Shearer's paradise postponed by reluctance to play second fiddle
St James' legend may have to waithis turn after ruling out the No 2 role
Alan Shearer must either swallow his considerable pride or start out on the managerial ladder somewhere other than Newcastle United if he wants one day to take charge of the club he loves.
Kevin Keegan intends speaking to Shearer now that yesterday's eagerly awaited but fruitless first game against Bolton is out of the way, and he has the gift of a job in his hands, but Shearer's assertion that he does not see himself as a No 2 anywhere has struck a wrong chord.
Furthermore, Newcastle's chairman Chris Mort believes Shearer would need managerial experience before taking the job of his dreams at St James' Park.
Then there is the perceived tension between Newcastle's record signing and the man who paid £15m to keep him out of Manchester United's clutches 12 years ago. "I'd like to think there's no animosity but if you're asking does Alan ring me as much as he used to, then no," Keegan said. On Tyneside, as much a hotbed of rumour as of football, the belief is his absence from Shearer's testimonial in May 2006, either in person or in the match programme, led to a deteriorating relationship.
Keegan insists: "I couldn't come back for his testimonial because I had a family holiday in the States. I will talk to Alan but it's possibly true that that did offend him in some way. I always thought we were great friends. We had a fantastic and very honest relationship. We're two people who say what we think. If that's why he doesn't ring me any more, that's disappointing. I'll ring him and ask him."
No doubt it will be a frank discussion. But what if Shearer sticks to his stated position – a frankly arrogant one for somebody with no coaching experience – of not considering himself a second-in-command to anyone? "Then in that case he's not going to come here is he?" Keegan said. "What am I going to fetch him in as – joint manager? If he says he doesn't want to be a No 2 then there's no point having a long conversation." Shearer, offered the chance to express greater enthusiasm on Match of the Day last night, remained resolutely non-committal. "I haven't really thought about it," he said.
In his romantic way, Keegan always believed that Newcastle would one day come knocking on his door and has now revealed that he once told Shearer that the same thing will happen to him: "I had a conversation when he was in his last year here [as a player] and we were playing golf. The manager's job at Newcastle came up and I said to him 'it will come for you one day, you don't have to go looking for it'. Why? Because they knew this guy will look after our club. They know any mistakes we make will be genuine because as players we were honest. Sadly, some of the other guys who've been [managers] here can't do that because they haven't played here and proved themselves. That's maybe why they've struggled."
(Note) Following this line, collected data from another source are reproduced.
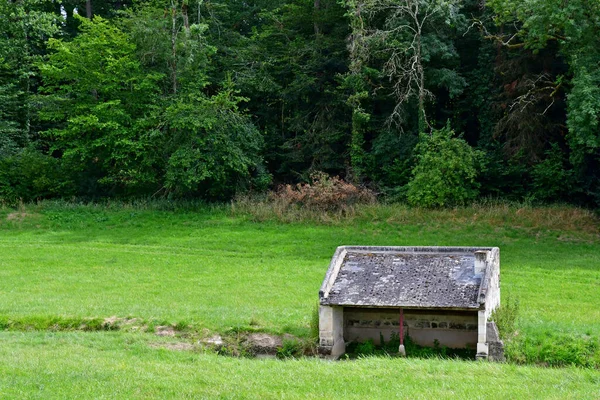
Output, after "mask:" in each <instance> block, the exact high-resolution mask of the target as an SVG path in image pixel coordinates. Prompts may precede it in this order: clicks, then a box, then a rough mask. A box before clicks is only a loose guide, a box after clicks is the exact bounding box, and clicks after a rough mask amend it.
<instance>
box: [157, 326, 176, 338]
mask: <svg viewBox="0 0 600 400" xmlns="http://www.w3.org/2000/svg"><path fill="white" fill-rule="evenodd" d="M154 333H155V334H156V335H157V336H175V328H173V327H172V326H168V325H160V326H157V327H156V328H154Z"/></svg>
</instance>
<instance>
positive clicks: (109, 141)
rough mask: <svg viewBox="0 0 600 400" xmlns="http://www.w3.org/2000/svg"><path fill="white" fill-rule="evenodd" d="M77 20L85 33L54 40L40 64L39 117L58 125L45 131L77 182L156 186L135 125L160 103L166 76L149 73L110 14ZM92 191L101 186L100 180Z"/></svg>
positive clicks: (149, 166) (90, 187)
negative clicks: (118, 28) (42, 108)
mask: <svg viewBox="0 0 600 400" xmlns="http://www.w3.org/2000/svg"><path fill="white" fill-rule="evenodd" d="M78 18H79V19H80V30H81V34H80V35H79V36H77V37H76V38H75V39H74V40H72V41H70V42H67V41H64V40H61V39H50V40H49V41H48V47H49V49H50V50H51V51H52V53H51V54H50V55H49V56H48V59H47V61H46V62H45V63H41V64H40V65H39V68H40V72H41V74H42V77H43V87H42V88H40V92H41V93H42V96H40V101H41V102H42V103H43V104H44V107H43V109H42V110H41V112H40V117H41V118H42V119H43V120H45V121H47V122H49V123H52V125H53V127H52V128H51V129H48V130H47V131H46V132H45V133H44V134H45V135H46V136H47V137H48V138H49V139H50V140H51V141H52V149H53V150H54V151H55V152H59V154H62V158H63V160H64V161H65V163H66V165H68V166H69V167H70V169H71V171H72V173H74V174H76V175H79V176H80V178H79V180H80V181H85V180H88V179H89V180H91V182H96V181H97V182H98V183H100V185H101V187H103V188H104V189H103V190H105V191H109V192H110V191H117V192H119V191H121V192H122V191H123V190H125V189H134V188H136V187H139V186H142V187H143V186H144V185H148V184H152V183H153V181H154V180H155V178H154V173H153V171H152V168H151V167H152V166H151V165H147V164H146V163H144V162H141V161H142V160H144V159H145V154H146V152H147V148H146V146H147V145H148V143H147V142H146V141H143V140H140V135H141V134H142V133H143V131H142V130H140V129H138V128H139V127H140V126H141V125H142V124H143V117H144V115H145V114H146V113H148V111H151V110H152V109H153V107H154V105H155V104H156V100H157V95H158V93H159V92H158V88H159V87H158V85H157V82H158V81H159V80H160V79H161V78H162V75H160V74H155V73H147V72H144V71H143V70H142V68H141V65H140V63H139V62H138V61H137V60H136V58H135V45H134V44H133V43H132V42H131V40H130V39H129V37H128V36H127V35H126V34H124V33H123V32H122V31H121V30H119V29H118V28H116V27H114V26H112V25H111V24H110V23H109V22H108V21H107V20H105V19H103V18H101V17H98V16H97V17H95V18H94V19H93V20H88V19H84V18H81V17H78ZM83 177H86V178H85V179H83ZM88 190H92V191H98V192H101V190H100V188H96V187H95V183H92V184H91V187H90V188H88Z"/></svg>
He added: "Alan's said his things in the paper but the only time we'll really know if it's on is when the two of us speak. I think there's an involvement for Alan Shearer at this football club and that at this moment could be on his terms. He's got other obligations and commitments. What a fantastic player to have around in the art of goalscoring and finishing. But if you can't be there on Saturdays for example because you've got to do television work, you can't think of being a No 2. I'm probably saying to him 'do you see any role for yourself?'"
Mort and Newcastle's owner Mike Ashley are happy for Keegan to make the key decisions about which of the many staff brought in by his predecessor, Sam Allardyce, Newcastle keep. But Mort never saw a rookie like Shearer walking straight into the manager's job and believes he should experience those pressures before taking on a position as demanding as the one at St James'. "I'd be more comfortable, and I've said it to Alan, if he had some managerial experience," he said. "If you see what this club's been through since Sir Bobby Robson's time, it's a tough job and a big job. Our sense is that we need somebody who's been there and done it. Alan ticks a lot of boxes and he's been there and done it as a player but he's not yet done it as a manager."
Although Keegan offered to resign at least four times in his last stint at the club, Mort is convinced he will this time honour a contract that runs until the end of the 2010-11 season. "I'm aware of Kevin's history at this club and other clubs. We're going into it with our eyes open. Kevin has an infectious enthusiasm, which means he'll turn the first team round very quickly."
Keegan has set a daunting target of doing so quickly enough to win this season's FA Cup, in which Newcastle visit Arsenal on Saturday. "There are possibilities to win cups," he said, "because the big four treat them with a little bit of disrespect. They say they don't, but they do. I'm hoping Arsenal will do that. And either Arsenal have got the best kids in the world or our best players are better than their kids."